There are few stored procedure written which sending OUT REF CURSORS to calling event.
They are using types.cursor_type as datatype.
IS there any difference in types.cursor_type & SYS_REFCURSOR?
Cursors with a defined return type are strongly typed. Sys_refcursors are weakly typed.

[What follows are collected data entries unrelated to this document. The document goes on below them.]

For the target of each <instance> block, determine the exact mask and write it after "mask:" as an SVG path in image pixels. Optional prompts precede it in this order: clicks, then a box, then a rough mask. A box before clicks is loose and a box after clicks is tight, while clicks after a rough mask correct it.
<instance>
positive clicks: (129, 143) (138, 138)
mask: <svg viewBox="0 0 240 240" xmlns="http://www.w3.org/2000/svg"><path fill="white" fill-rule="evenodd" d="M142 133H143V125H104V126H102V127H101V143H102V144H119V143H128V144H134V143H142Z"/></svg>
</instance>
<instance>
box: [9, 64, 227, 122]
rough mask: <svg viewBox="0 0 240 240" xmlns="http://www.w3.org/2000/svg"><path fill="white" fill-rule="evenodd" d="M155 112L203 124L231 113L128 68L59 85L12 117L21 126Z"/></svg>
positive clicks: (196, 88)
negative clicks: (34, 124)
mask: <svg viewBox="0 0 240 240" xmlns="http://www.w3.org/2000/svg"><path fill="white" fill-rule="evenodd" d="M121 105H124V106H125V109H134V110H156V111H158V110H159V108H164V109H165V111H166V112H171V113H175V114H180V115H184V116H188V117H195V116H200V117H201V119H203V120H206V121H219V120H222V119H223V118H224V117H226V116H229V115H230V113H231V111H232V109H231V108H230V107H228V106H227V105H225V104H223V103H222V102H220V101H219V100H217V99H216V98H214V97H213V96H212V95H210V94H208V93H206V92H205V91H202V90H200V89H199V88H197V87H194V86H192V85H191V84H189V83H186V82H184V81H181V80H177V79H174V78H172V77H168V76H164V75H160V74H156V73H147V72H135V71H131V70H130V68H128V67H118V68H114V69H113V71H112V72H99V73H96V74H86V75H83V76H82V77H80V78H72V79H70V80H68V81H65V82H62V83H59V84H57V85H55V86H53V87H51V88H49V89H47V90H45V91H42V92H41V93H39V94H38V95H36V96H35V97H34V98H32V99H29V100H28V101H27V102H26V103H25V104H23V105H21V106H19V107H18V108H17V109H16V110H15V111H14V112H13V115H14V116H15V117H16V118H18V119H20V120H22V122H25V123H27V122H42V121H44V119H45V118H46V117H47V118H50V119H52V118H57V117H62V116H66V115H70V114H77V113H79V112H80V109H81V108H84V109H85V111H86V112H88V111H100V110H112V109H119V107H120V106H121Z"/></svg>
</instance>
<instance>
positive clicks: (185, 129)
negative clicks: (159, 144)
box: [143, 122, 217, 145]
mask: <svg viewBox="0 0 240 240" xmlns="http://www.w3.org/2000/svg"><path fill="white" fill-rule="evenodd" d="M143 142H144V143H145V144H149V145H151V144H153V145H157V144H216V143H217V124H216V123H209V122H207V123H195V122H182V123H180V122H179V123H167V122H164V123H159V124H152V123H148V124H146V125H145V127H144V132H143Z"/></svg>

The key difference is you can only assign queries that match the return type to a strong cursor. That is the number and type of the columns have to match (though not the column names). You can open any query with a weakly typed cursor:
create or replace package pkg as
cursor cur is
select 1 n from dual;
type tcur is ref cursor return pkg.cur%rowtype;
end pkg;
/
declare
cur pkg.tcur;
begin
open cur for
select 'a' s, 1 n from dual;
end;
/
ORA-06550: line 5, column 5:
PLS-00382: expression is of wrong type
declare
cur pkg.tcur;
begin
open cur for
select sysdate d from dual;
end;
/
ORA-06550: line 5, column 5:
PLS-00382: expression is of wrong type
declare
cur pkg.tcur;
begin
open cur for
select 9 d from dual;
end;
/
PL/SQL procedure successfully completed.
declare
cur sys_refcursor;
begin
open cur for
select 'a' s, 1 n from dual;
close cur;
open cur for
select 9 n from dual;
close cur;
end;
/
PL/SQL procedure successfully completed.
It's better practice to use strong cursors. The query has to match the cursor type. If it doesn't your code won't compile!
Reserve weak cursors for cases where you to return cursors with different numbers or types of columns. Though in my experience the need to do this is rare!